Cucinammo allora un po’ di the, e dopo averlo sorseggiato, ripigliammo il cammino, rassegnati sulla sorte infelice dello Spagnuolo.
Circa alle 10 antim. giungemmo ad una cisterna, ove le carovane sogliono far sosta per approvvigionarsi d’acqua, la quale viene conservata in otri di pelle di montone, detti gherbe, e si beve abbastanza calda, lungo il viaggio. Quivi scaricammo i camelli e legammo ad alcuni cespugli gli altri animali, dopodichè ci diemmo a far fuoco per ammannire un po’ di minestra. Non tralasciammo del pari di fabbricarci alla meglio un riparo contro i raggi del sole ai quali troppo vivamente ci trovavamo esposti. Mentre davasi compimento a codeste varie operazioni, non mancavasi, di tratto in tratto, di argomentare sullo smarrimento dello Spagnuolo formando le più strane conghietture sul suo conto.
Poco dopo, quando meno potevamo pensarcelo, eccoci lo Spagnuolo propriamente in faccia a noi, trafelato, ansante, con una faccia da moribondo da far pietà ai sassi, e scortato da un indigeno.
Sebbene la sua improvvisa comparsa avesse dovuto procurarci un misto di stupore e di allegrezza, pure tanto era il disgusto che il suo pessimo contegno aveva in noi ingenerato, che lo guardammo colla massima indifferenza e senza punto chiedergli notizie dell’accaduto.
Della qual cosa, essendosene egli accorto, si diede a manifestare il suo malumore ed a sfogare la sua bile sopra l’indigeno che lo aveva accompagnato e col quale avviò una disputa che pareva dovesse tramutarsi in aperto conflitto.
Il signor Stella si frappose chiedendo qual fosse il motivo del diverbio, e, rivoltosi all’indigeno, ottenne da lui gli schiarimenti domandati.
Gli narrò questi come avesse in sulla sera ritrovato lo Spagnuolo sconcertato, abbattuto, affranto per fame e per sete e stanco dal lungo errare per la foresta, il quale gli aveva chiesto, con gesti in luogo di parole, un soccorso immediato. Fu perciò che egli, l’indigeno, siccome scortava una mandra di vacche, si era prestato con tutta sollecitudine e lo aveva saziato con latte.
Lo Spagnuolo gli aveva domandato eziandio il favore d’esser rimesso sulla buona via, anzi d’esser possibilmente guidato a noi, promettendogli un tallero di compenso se mai riuscisse a scoprirci ed a raggiungerci.
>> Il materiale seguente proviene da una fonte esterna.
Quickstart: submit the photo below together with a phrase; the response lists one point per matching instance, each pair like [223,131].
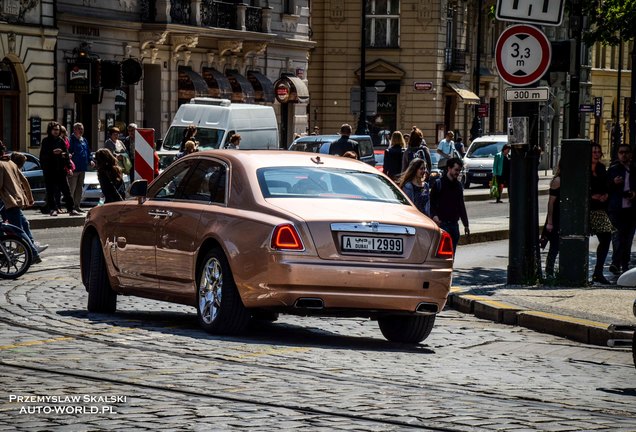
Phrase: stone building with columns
[420,58]
[135,61]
Infatti, dopo averlo ristorato alla meglio, ed a seconda del patto stabilito, l’indigeno aveva adempiuto al suo dovere; ed ora, credendosi in diritto della pattuita mercede, rifiutava il mezzo tallero che Glaudios gli offeriva slealmente in luogo dell’intiero che gli doveva.
Il nostro eroe spagnuolo minacciava per di più il pover uomo di maltrattamenti e. percosse; alle quali smargiassate l’indigeno non corrispose con atti di violenza nè di manifesto corruccio, ma, avanzandosi con una dignità tutta fredda, propria dell’etiope, francamente concluse: «O mi date il tallero che mi avete promesso o voi non proseguirete il vostro viaggio; poichè la vostra testa me ne compenserà. Badate a non usare a lungo della vostra stolta prepotenza, poichè voi siete in luoghi nostri, e quand’anche vi fosse dato di uccidermi, il mio sangue chiederà vendetta ai miei fratelli, i quali, di quanti qui siete, non ne lascieranno uno, e di voi non resterà capello sopra capello. La vostra vita era pur, poco dianzi, nelle mie mani e s’io avessi preveduto la vostra slealtà, a quest’ora il vostro corpo sarebbe stato divorato dalle fiere o fornirebbe un lauto pasto agli avoltoi».
C’era veramente di che arrossire alle parole dell’Etiope. Lo Spagnuolo infatti aveva offerto colla sua condotta un motivo più che plausibile alle osservazioni dell’indigeno, e la nostra vantata civiltà europea aveva dovuto ricevere una eloquente e meritata lezione dalle labbra d’un selvaggio.
L’autorità e la perizia del sig. Stella valsero però a raccomodare la faccenda; la questione venne in breve appianata: l’indigeno ebbe la sua mercede e si ritirò non senza però imprecare alla mala fede degli Europei.